The pilot slowly pulled into a hover and opened the rear clamshell doors. I was about to jump out when Bjorn grabbed my arm. “Lower gravity, Melanie. You must move deliberately. Take it easy.”

Right. Careful steps. I dropped in slow motion to the ground. Walking was infuriatingly slow, like moving through water.

Xeelix propped himself up on his good arm, too weak to talk. It is good to see you both. He studied my face with those deep, penetrating eyes. You look tired, Melanie.

“Nice to see you too, Doc. And you look like shit.” We lifted him together and carried him into the waiting drop ship. Chonk signaled the pilot, who closed up the door and began pulling away, leaving the decaying hell of Tanaan behind.

We laid Xeelix onto a gurney and I began cutting away his suit, while Bjorn fit a fresh breathing mask over his face and started taking vitals with the transducer.

I examined his arm. The point at which his hand was severed had been crudely cauterized. I shot him a questioning look.

I had to stop the bleeding, and had used up my tourniquets on others. There was no shortage of heat sources, thankfully.

“Thankfully,” I repeated under my breath. He’d cauterized his own wrist on a lava rock. My stomach turned at the thought.

The injuries extended well beyond where the hand had been severed, with ugly purple bruises spreading above his elbow. I ran the transducer over his arm to check internal pressure. I was worried about compartment syndrome, which was a danger in humans who’d suffered crush injuries. Reticulan anatomy was similar enough—if the fascia surrounding his muscles were stretched too much, it could cause enough swelling to stop blood flow. If left untreated, it could kill the underlying muscle tissue and nerve endings. Even with their advanced medicine, at that point the only treatment was amputation.

I know what you must do, Melanie. I can guide you. He pointed at his forearm. Start your incision here. End it here, below the elbow joint.

I pulled the plasma scalpel from my trauma bag and made small talk as I calibrated it, more to calm myself than Xeelix. He was unflappable, as usual. “I don’t get it. How are you even here in the first place?”

With age comes enhanced telepathic sensitivities, and I am quite old, even by Reticulan standards. I sensed great trouble. When I learned of the first emergency signals, I arranged for transport. The crew did not elect to stay with me.

That was understandable, if maybe a bit cowardly. “So you stayed down here, made sure the survivors were evacuated.”

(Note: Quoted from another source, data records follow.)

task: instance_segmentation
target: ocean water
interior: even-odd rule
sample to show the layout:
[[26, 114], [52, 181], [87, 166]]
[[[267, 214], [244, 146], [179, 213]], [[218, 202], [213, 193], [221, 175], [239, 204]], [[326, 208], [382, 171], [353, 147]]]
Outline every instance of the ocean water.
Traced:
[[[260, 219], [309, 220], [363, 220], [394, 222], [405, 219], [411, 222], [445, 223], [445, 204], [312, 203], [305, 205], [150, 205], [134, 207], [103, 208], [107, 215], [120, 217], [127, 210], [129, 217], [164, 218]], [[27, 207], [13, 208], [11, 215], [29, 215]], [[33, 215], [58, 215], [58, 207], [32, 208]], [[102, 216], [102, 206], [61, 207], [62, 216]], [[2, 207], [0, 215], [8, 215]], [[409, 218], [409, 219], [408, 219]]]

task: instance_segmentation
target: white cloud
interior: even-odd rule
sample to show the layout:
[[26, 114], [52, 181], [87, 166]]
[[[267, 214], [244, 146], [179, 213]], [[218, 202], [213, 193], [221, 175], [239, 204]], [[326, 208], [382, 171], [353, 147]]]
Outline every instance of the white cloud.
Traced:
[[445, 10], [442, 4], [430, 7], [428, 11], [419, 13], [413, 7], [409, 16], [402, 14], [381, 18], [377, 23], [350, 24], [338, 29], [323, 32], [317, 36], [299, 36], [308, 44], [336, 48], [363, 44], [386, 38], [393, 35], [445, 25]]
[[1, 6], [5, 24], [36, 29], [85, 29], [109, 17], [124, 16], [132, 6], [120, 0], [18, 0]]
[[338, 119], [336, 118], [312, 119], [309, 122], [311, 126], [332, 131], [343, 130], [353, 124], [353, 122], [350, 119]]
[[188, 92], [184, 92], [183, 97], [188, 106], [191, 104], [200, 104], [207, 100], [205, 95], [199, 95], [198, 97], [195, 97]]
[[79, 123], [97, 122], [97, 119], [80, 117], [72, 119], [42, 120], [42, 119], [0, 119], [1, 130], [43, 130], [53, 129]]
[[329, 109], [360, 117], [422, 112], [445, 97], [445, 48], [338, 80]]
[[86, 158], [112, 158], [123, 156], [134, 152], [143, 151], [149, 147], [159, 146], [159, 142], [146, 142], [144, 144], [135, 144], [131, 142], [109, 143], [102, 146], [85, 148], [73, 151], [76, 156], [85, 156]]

For a time. Trust me, I did not intend to remain. I am sure the others thought I’d been lost to the eruption that caused this injury. It did not help that I was unconscious for some time. I do not blame them. Nor should you.

Fixing blame was the last thing on my mind now; it was time to fix Xeelix’s arm before he lost it. Bjorn administered the pain meds, and I got to work.